He was checking his weapons stores again; a couple of AIM-9Ms and the gun, just as the picture presented on the small screen display went blank. What the hell…? The transmission to the AV-8s from the AWACs had suddenly been cut. Just when I need them most, those bastards break for lunch, Toad fumed. He was in the process of cursing them out loud when he saw why the link had gone down. He’d just put the towering volcano between himself and the AWACS, and one thing radio waves would not penetrate was solid rock. He checked his fuel stores. Christ, they were getting marginal. His flight was now being stalked by a force that was numerically superior, and on their home turf. And he’d lost his link to the AWACS. Definitely time to bug out, thought Toad. But where the hell was that slow-mover, the V22?
The V22 accelerated to around 100 knots as it barrelled into a volcanic channel. The pilot swung through a tight turn in the channel at sixty degrees angle of bank. The bend in the channel tightened, forcing the Osprey to make a tighter, higher-g turn. The wall of the channel edged closer to the outside wing, threatening to clip it, and then suddenly it widened, allowing the aircraft to slip through unscathed. Ahead, the walls narrowed again. The pilot and co-pilot hoped the channel would lead away from the volcano, rather than snake back towards it.
It was difficult to know what was going on. Suryei couldn’t rely on her inner ear for bearings at all. She couldn’t see a horizon line; the window was small, revealing little detail. At one stage she was convinced they were flying nearly straight up, and then the aircraft felt like it was falling backwards. It was a very awkward motion, and bad news for her stomach. Suryei retched bile. She had never suffered from airsickness before and it was not a pleasant feeling.
A flash of green coloured the small window diagonally opposite. The blue of the sky followed. Then black rocks. She worked out that the aircraft was banking savagely through a narrow passage. Suryei wondered if there’d be any warning before they hit a mountain.
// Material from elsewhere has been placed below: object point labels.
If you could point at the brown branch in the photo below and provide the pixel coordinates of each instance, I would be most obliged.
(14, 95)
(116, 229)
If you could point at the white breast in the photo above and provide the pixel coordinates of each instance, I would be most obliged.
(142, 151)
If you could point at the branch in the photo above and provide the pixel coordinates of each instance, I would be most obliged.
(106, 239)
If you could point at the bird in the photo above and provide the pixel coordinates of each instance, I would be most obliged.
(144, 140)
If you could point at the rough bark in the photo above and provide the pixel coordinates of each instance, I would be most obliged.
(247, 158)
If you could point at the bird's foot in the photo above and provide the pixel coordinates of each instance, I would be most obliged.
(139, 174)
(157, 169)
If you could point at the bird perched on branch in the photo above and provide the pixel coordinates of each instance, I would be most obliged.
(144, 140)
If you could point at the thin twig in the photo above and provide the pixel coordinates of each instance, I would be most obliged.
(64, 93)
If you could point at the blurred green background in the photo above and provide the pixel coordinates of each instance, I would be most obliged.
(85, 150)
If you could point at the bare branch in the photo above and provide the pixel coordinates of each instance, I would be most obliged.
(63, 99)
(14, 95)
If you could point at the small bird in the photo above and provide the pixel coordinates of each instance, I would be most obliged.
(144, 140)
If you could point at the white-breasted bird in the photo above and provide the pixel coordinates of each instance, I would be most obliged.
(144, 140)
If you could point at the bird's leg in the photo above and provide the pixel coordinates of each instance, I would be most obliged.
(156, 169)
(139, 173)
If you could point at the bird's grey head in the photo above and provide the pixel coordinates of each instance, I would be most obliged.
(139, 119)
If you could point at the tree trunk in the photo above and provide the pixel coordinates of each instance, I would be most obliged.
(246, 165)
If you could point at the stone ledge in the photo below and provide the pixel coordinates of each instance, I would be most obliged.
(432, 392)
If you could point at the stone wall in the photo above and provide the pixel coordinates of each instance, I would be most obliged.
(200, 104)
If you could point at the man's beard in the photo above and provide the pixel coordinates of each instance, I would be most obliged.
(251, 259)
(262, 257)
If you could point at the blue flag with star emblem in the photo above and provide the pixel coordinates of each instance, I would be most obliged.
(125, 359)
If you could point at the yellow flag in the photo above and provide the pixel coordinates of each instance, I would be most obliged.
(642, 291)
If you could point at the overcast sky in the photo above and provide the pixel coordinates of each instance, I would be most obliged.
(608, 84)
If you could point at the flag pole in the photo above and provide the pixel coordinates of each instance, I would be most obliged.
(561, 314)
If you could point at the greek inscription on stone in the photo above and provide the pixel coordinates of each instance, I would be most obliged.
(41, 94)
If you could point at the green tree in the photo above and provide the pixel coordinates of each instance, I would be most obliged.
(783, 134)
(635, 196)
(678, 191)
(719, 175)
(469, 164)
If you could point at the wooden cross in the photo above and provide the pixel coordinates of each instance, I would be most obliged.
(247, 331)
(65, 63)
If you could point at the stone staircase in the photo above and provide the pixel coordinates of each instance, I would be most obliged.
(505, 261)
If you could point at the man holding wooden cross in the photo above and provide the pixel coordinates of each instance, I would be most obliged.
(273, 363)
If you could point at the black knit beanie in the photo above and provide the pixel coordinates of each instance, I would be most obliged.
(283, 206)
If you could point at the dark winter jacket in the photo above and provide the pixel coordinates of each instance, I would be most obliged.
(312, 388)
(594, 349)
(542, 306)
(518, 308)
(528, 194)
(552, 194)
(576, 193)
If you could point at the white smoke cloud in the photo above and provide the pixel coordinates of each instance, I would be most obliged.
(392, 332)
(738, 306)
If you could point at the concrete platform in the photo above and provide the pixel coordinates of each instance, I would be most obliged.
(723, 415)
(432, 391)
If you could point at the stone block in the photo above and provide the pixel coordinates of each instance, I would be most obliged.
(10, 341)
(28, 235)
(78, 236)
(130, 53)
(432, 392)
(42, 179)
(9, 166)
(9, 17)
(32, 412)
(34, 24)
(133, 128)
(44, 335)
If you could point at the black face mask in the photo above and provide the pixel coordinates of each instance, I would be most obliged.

Probably not, she thought, if they hit it head-on.
She remembered looking into the muzzle of the Indonesian soldier’s rifle and knowing that she was about to die. Her attitude at the time had been one of resignation to her fate. She remembered feeling beyond fear. Death had failed to panic her. It was the same now. Airsickness, however, was something else entirely. The thought of dying gave her some relief. Her stomach convulsed, but nothing came up.
The V22 jinked violently up and down, then banked sharply left. It was a wild ride and Suryei found it an effort keeping her head from lolling about uncontrollably. The pressure was on her shoulder straps — they were holding her down in her seat. Her stomach felt light, as if it was trying to find its way up and out of her mouth. She retched again dryly into the bag. She was then forced the other way, driven into her seat, the air forced out of her lungs and her eyeballs squashed into their sockets. She tried to lift her hand out of her lap and found it impossible. It seemed to weigh four or five times more than usual. Suryei tried holding her breath to stop the heaves. It didn’t help and she vomited through her nostrils instead.
Toad called up the V22 and got the aircraft’s position. They were all participants in a game not unlike chess, where the individual pieces were capable of moving in specific and particular ways. The slow-mover was somewhere directly below him. Now, where were those bandits? Then just as quickly as it went down, the display on his screen came back up.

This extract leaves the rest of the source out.